第211章 來討債的
傅昭寧推算的位置,離山下的莊子還是挺遠的。
王婆說王老伯一輩子都是幹農活的,手腳麻利,也經常進山,對山裡熟悉,走山路要比別人都快。
而在她到達自己大概推算的距離位置時,看到了一片密林。
「這些樹都長得好茂盛啊。」傅昭寧驚訝了一下。
季老眼睛卻亮了。
「徒兒,我告訴你,這樣的地方通常多藥材,可能不止苦精藤。」
他們都是背了葯簍來的,沒準備空著手下山。
傅昭寧讓陳山他們幾個也跟著上山來,每個人都背了個筐,隻是他們怕跟得太近不好,一直是遠遠跟著。
傅昭寧不時留個記號。
「師父,你要不然就在這外圈看看,我進去找吧。」
傅昭寧怕季老累著。
「不用,我休息一下就行,你先看看。」季老在旁邊找了個地就坐下了,暗暗嘶了一聲,捶了捶腿。
還真的累,腿都要斷了。
這死丫頭走那麼快。
傅昭寧眼角餘光已經掃到了他的動作,有點愧疚,立即就從葯庫裡翻出來了她自製的活絡油遞了過去。
「師父你先用這個藥油揉揉膝蓋,關節會熱起來,很快消除疲勞和酸痛,我先進去看看。」
「不用,我腿又不酸痛。.」
季老的話還沒說完,傅昭寧就說,「我這藥油自製的,準備到時候一瓶賣五十兩。」
「五十兩?!」季老動作很快地立即把葯搶了過來,「你心可真黑。」
這麼貴!
那肯定很有效果。
傅昭寧笑了笑,「還沒給別人試過,師父就當替我試一下藥效。」
「行吧行吧,我幫你試試,到時候什麼感覺告訴你。」季老揮了揮手,「你先去看看,一個人別跑太遠了,等陳山他們幾個到了,我讓他們進去找你。」
傅昭寧在他周圍灑了些驅蟲驅蛇藥粉,這才一個人先進了密林。
季老望著她背影,眼眶有點熱。
這丫頭,還是挺好的,這分明就是猜到他累得,得休息多一會,所以才會灑上藥粉的。
傅昭寧進了林子就感覺到了裡面的空氣潮濕。
她甚至還看到身邊不少樹榦上都長著青苔。再往裡一點,還看到一株倒下的枯樹上有採過了木耳的痕迹,還留著幾朵小小木耳。

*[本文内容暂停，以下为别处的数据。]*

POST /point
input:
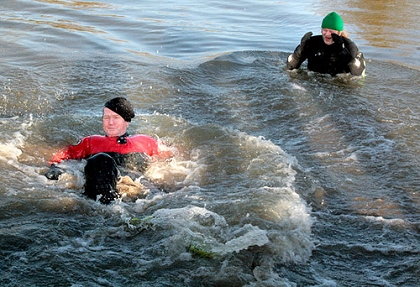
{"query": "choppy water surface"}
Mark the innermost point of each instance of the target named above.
(280, 179)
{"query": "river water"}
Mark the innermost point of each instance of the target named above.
(280, 178)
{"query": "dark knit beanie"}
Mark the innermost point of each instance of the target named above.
(333, 21)
(122, 107)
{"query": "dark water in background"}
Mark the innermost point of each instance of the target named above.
(285, 178)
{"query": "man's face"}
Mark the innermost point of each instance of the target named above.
(326, 35)
(113, 124)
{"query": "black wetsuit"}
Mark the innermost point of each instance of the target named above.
(328, 59)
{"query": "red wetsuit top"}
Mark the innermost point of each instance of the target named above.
(91, 145)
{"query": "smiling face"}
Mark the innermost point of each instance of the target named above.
(113, 124)
(326, 35)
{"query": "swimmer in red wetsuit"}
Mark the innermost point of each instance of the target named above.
(107, 155)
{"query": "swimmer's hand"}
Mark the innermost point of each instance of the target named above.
(54, 172)
(305, 39)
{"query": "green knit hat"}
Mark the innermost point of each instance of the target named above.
(333, 21)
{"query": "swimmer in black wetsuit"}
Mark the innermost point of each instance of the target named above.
(330, 53)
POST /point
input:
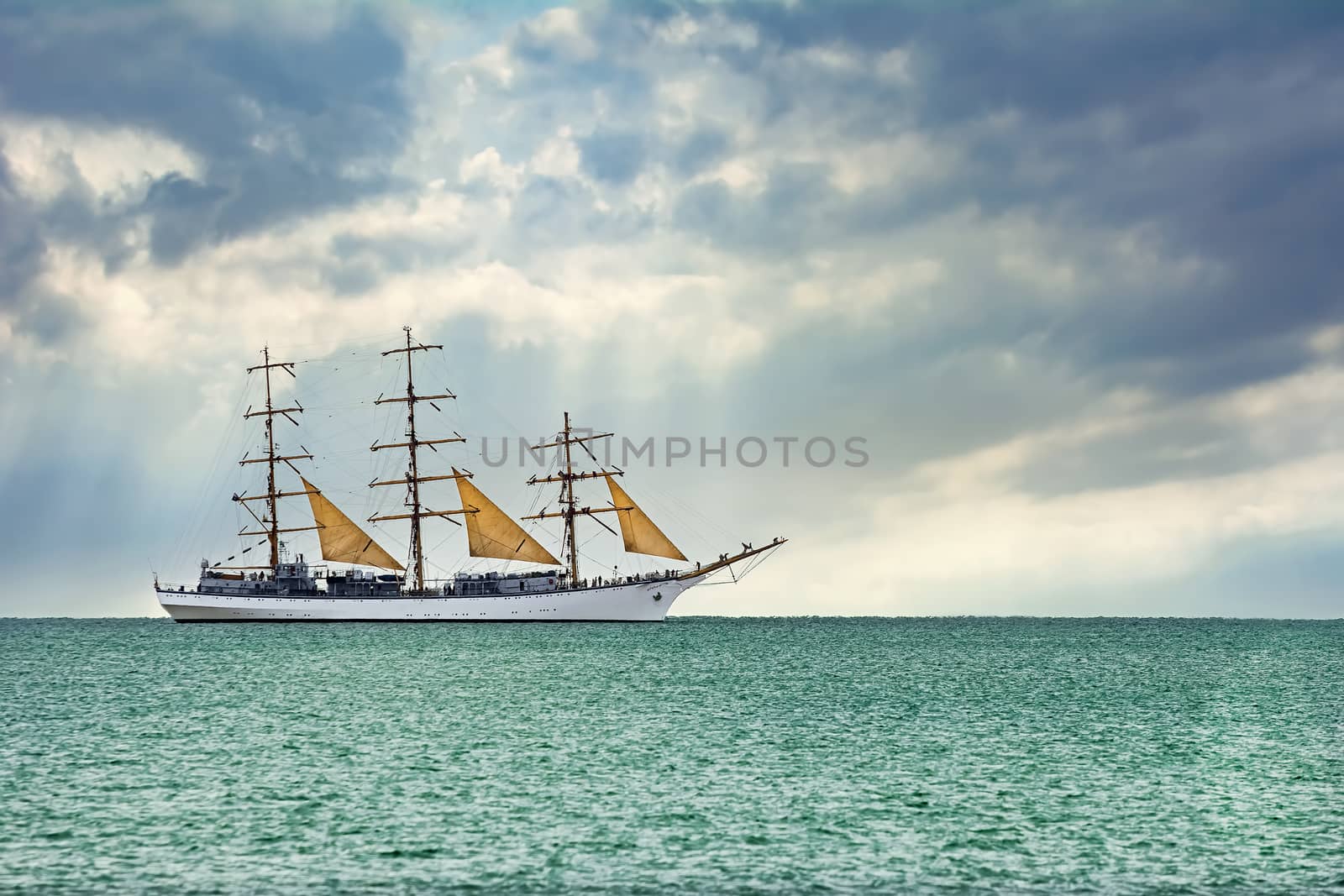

現在她知道王老伯年紀那麼大還進山來做什麼了,進山采山貨,不僅能自己吃,曬乾了之後還能送到城裡賣呢。
她又往裡走了一段。
這片林子地面不怎麼平緩,整體就有一定的坡度。
「傅小姐。」
前面傳來了司徒白的聲音。
傅昭寧站住,果然看到司徒白正坐在前面的一棵彎下來的樹上。
在他旁邊也放著一隻背簍。
哪怕是上了山進了林子,他依然是穿著一襲月華白的衣裳,墨發飄飄,面容如玉,坐在整片幽綠復古色調的林子裡,顯得有些不真實。
公子像是從夢境裡走出來的一般。
「司徒公子倒是挺快。」
傅昭寧也沒有想到他都跑到自己前面來了。
「用了輕功。」司徒白有些無奈地笑了起來,「為了追上你。」
這話聽起來總覺得有點一語雙關,但是傅昭寧選擇忽略掉了。
「你不是帶著阿翩一起來的嗎?」傅昭寧四下看了看,沒有看到那個一直不喜歡她的少年。
「阿翩昨晚可能著涼了,走到半路頭疼,我讓他回去了。」
「哦。」
司徒白看著她,「我們一起?」
「一起?」
「一起找苦精藤,我還想跟你說件事。」司徒白從樹上輕躍下來,從懷裡拿出了一件東西,走到了傅昭寧面前。
「你先說說。」
傅昭寧可沒有打算跟司徒白一起去找苦精藤,但是他說要跟她說什麼事,她總得聽聽。
司徒白在她面前伸開手,掌心裡是一個黃金嵌白玉的長命鎖,很精緻,很精美,系著一條編織的紅繩。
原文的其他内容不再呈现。